In June, 2013, the U.S. Department of Labor awarded Face Forward grants in the amount of $26 million dollars to 28 organizations that help rehabilitate youth offenders so that they can find jobs. The purpose of these grants is to help young people between the ages of 16-24 years of age have their criminal records expunged. More than 5,000 minors and young adults could benefit from this funding.
What this does is raise questions in the minds of employers. What if employers do find out about the erased convictions? Are the laws or regulations in place currently designed to prevent them from discriminating against applicants because of their criminal history? There do seem to be some gray areas when it comes to expunged records, however.
Under the Civil Rights Act of 1964, having a criminal record is not a protected status when it comes to employment. In 2012, however, the EEOC published guidelines stating the following: “An employer’s use of an individual’s criminal history in making employment decisions may, in some instances, violate the prohibition against employment discrimination under” the Act of 1964. As many employers now know, the EEOC wants companies to move away from a hard line of “we don’t hire anyone with a conviction or felony” to the considering of multiple factors:
1) The nature and gravity of the offense
2) The time that’s passed since the offense or completion of the sentence
3) The nature of the job sought
When considering expunged records, however, the EEOC does note draw a line that specifically addresses this matter. Some cities and states, however, have laws forbidding employers from asking about these types of records. No matter where an applicant lives, they can legally answer no if the conviction has been expunged.
This is where employment screening comes into play. If an applicant answers no on a job application with the hope that a criminal search will not be conducted, and the result of a background check bring back the record that was supposedly expunged, an employer may consider adverse action for lack of honesty in the application process. There are also situations where records that were supposed to be expunged have either not gone through to completion due to delays at the court, or just simply were never updated.

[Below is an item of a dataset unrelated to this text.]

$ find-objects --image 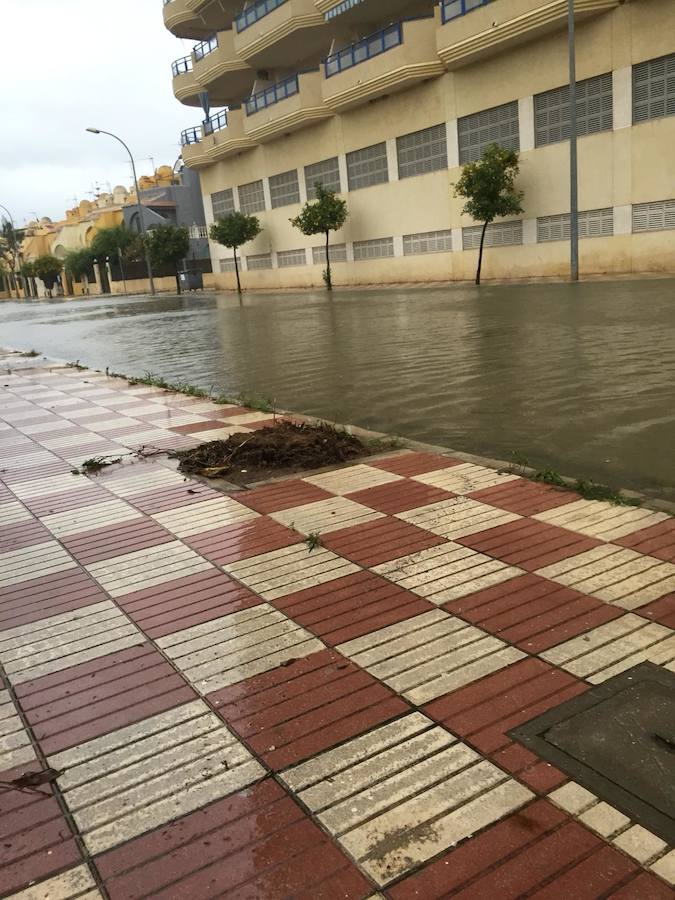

Employers must give an applicant the opportunity to dispute any information returned, and if necessary, the applicant can receive a judicial clearance if indeed it is an error with the court that caused the expunged information to be returned via an employment screening.
The best way to ensure accurate results are to utilize a background screening company that utilizes court based searches. Databases can provide out of date information, and if a company decides to run a criminal check themselves through an online database, they can find themselves at risk of dealing with litigation due to adverse action that was based on out of date records.
It’s advised that if an applicant reveals information about an expunged conviction, employers should not respond with follow up questions about it. Allow a background check company like PeopleG2 to conduct a court based criminal search, provide accurate information based on court records, and provide the opportunity for an applicant to clear matters up with the courts before deciding to refuse employment. Even with expunged records that might be revealed by an applicant, it is important for any employer to consider the Civil Rights Act, and, as the EEOC states, to “not exclude applicants based on certain criminal conduct that may impact some individuals that are protected under the Act, and my violate the law if not job-related and consistent with business necessity.”